This goes back to my first MO question https://mathoverflow.net/questions/12486/integers-not-represented-by-2-x2-x-y-3-y2-z3-z and before that to Irving Kaplansky.
I put a fair amount of related information at http://zakuski.math.utsa.edu/~jagy/inhom.cgi
My original construction was inhomogeneous polynomials of the same sort as $2 x^2 + xy + 3 y^2 + z^3 - z.$ The result is that $2 x^2 + xy + 3 y^2 + z^3 - z \neq \pm C,$ where $C = 1, 599, 14951, 9314449, $ and in general Pell type $27C^2 - 23 F^2 = 4$ for some integer $F.$
Over the weekend I shared this with a conference and gave a vague mention of the case when the binary quadratic form is indefinite. The example I mentioned (disc 229) was $3 x^2 + 13 xy - 5 y^2 + z^3 - 4z .$ By my computer search, it appears that $3 x^2 + 13 xy - 5 y^2 + z^3 - 4z \neq \pm 1 .$
The very next example is discriminant 257. In Henri Cohen's A Course in Computational Number Theory the cubic, table B.4, page 522, is given as $x^3 - 5 x - 3.$ I like this version, the computer gets $2 x^2 + 15 xy - 4 y^2 + z^3 - 5z \neq \pm 3 .$ This includes facts such as : $2 x^2 + 15 xy - 4 y^2$ represents a number $n$ if and only if it represents $-n.$
I was looking for larger discriminants at TABLE and found $x^3 - x^2 - 4x +3$ instead. It does have discriminant $257,$ same Galois group. John Voight gives the same. However, I now find $2 x^2 + 15 xy - 4 y^2 + z^3 - z^2 - 4z \neq - 3 .$ It gives the value $3$ when, for example, $x=3, y=-3, z=6$ or $x=5, y=-1, z=4$
Oh, the pattern suggests a finite count of missing numbers when the binary is indefinite. I'll need to find that again. Found it, for Cohen's version, $\Delta(x^3 - 5x - c) = 500 - 27 c^2$ and $\Delta = 257 $ means $c = \pm 3$
So, there is the question, why are the given cubics different, $x^3 -5x -3$ and $x^3 - x^2 - 4x +3;$ also why the seeming difference in the missing integers, two for the first version, single missing number in the second?

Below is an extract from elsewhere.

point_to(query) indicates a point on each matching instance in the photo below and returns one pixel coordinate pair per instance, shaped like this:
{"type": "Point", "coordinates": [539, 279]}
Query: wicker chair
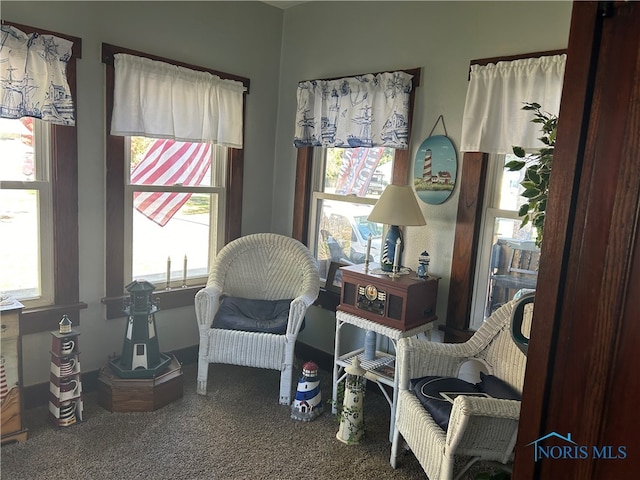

From comments by Aphelli confirming they are the same cubic field, $$ \left( 3 - x^2 \right)^3 - 5 \left( 3 - x^2 \right) - 3 = - \left( x^3 - x^2 - 4x + 3 \right) \left( x^3 + x^2 - 4x - 3 \right) $$
$$ \left( x^2 - x - 3 \right)^3 - \left( x^2 - x - 3 \right)^2 -4 \left( x^2 - x - 3 \right) +3 = \left( x^3 - 5x - 3 \right) \left( x^3 - 3x^2 - 2x + 7 \right) $$ In particular, when the factor of interest on the right hand side is zero, the left hand side is also zero.